Обозначенные мнения были базовыми в дореволюционной отечественной правовой науке, и от них отправлялись многие поколения правоведов, когда вели дискуссии на тему, что же лежит в основании дихотомии права.

Подобный подход к установлению критериев деления права представляется вполне обоснованным и в наши дни. В частности, глубокая связь права с интересом отмечается и многими современными учёными. Например, Ф.Н. Фаткуллин утверждал, что «право и процессы его реализации находятся в глубоком единстве с социальным интересом. Это единство заложено уже в сущности и содержании права, всего механизма его реализации»82. Н.С. Малеин справедливо, на наш взгляд, отмечал что «право (в субъективном смысле) не только порождается интересами, не только выражает их, но и охраняет их»83, и тем самым обусловливает существование права объективного.

«Формальные» теории. Сторонники формального критерия разграничения частного и публичного права придерживаются также порой существенно отличающихся друг от друга точек зрения, Так Б.Б. Черепахин считал, что основной чертой всех этих теорий является то, что они принимают за основу разграничения способ регулирования или построения правоотношений84. И.А.Покровский уточнял этот способ в зависимости от того, носит он централизованный или децентрализованный характер85. Г.Ф. Шершеневич полагал, что теория, придерживающаяся формального момента, различает публичное и частное право на основании того, как распределяется инициатива защиты права от нарушений, другими словами, обращает внимание не на то, что защищается, а на то, как защищается, т.е. не на содержание, охраняемых интересов, а на порядок их охраны. Если эта защита возбуждается по требованию лица, чьё право было нарушено, то мы имеем дело с частным правом. Если же нарушение нормы вызывает инициативу со стороны самого государства (в лице его органов), нередко помимо и даже против воли потерпевшего лица, то перед нами область публичного права86.
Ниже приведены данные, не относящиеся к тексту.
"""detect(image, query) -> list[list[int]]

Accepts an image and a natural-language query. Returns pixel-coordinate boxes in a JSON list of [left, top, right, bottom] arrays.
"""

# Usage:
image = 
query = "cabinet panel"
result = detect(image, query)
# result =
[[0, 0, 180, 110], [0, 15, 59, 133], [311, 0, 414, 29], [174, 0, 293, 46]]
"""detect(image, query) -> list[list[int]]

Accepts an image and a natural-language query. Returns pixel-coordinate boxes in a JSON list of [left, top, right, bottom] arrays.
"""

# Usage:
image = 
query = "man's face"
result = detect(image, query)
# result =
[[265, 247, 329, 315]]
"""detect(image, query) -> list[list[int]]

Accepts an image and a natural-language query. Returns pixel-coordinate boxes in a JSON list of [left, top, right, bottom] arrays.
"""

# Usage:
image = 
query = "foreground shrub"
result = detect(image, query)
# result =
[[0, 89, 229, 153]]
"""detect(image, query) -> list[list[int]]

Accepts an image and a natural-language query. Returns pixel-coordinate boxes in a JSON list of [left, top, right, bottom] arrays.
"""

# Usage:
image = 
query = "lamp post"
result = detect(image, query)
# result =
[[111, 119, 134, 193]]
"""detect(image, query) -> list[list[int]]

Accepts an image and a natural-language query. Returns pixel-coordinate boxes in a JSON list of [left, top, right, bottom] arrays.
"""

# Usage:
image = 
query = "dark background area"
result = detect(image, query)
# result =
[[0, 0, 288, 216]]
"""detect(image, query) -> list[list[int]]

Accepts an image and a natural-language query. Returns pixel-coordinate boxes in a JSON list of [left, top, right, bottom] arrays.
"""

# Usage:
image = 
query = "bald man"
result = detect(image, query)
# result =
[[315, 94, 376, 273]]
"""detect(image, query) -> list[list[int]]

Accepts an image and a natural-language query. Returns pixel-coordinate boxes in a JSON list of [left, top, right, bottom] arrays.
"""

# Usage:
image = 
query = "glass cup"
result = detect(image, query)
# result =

Тем самым, формальные теории могут быть сведены к трём основным направлениям. Одна группа представителей формального критерия понимает вопрос о том, как регулируют те или иные нормы, в смысле вопроса, кому предоставляется инициатива защиты права в случае его нарушении: право публичное – то, которое охраняется по инициативе государственной власти, в порядке судопроизводства уголовного или административного, а право частное то, которое охраняется по инициативе частного лица, его обладателя, в порядке гражданского судопроизводства.

Родоначальником формального направления теории признаётся Рудольф фон Йеринг (1818-1892), для которого в понятии частного (субъективного) права важна самозащита интереса. Йеринг отмечает общее основание системы права, «единство без различия» и историческую эволюцию права, а также крепкую связь частного права с публичным, с учётом особенностей каждой из частей, в основу которых положено различие интересов87.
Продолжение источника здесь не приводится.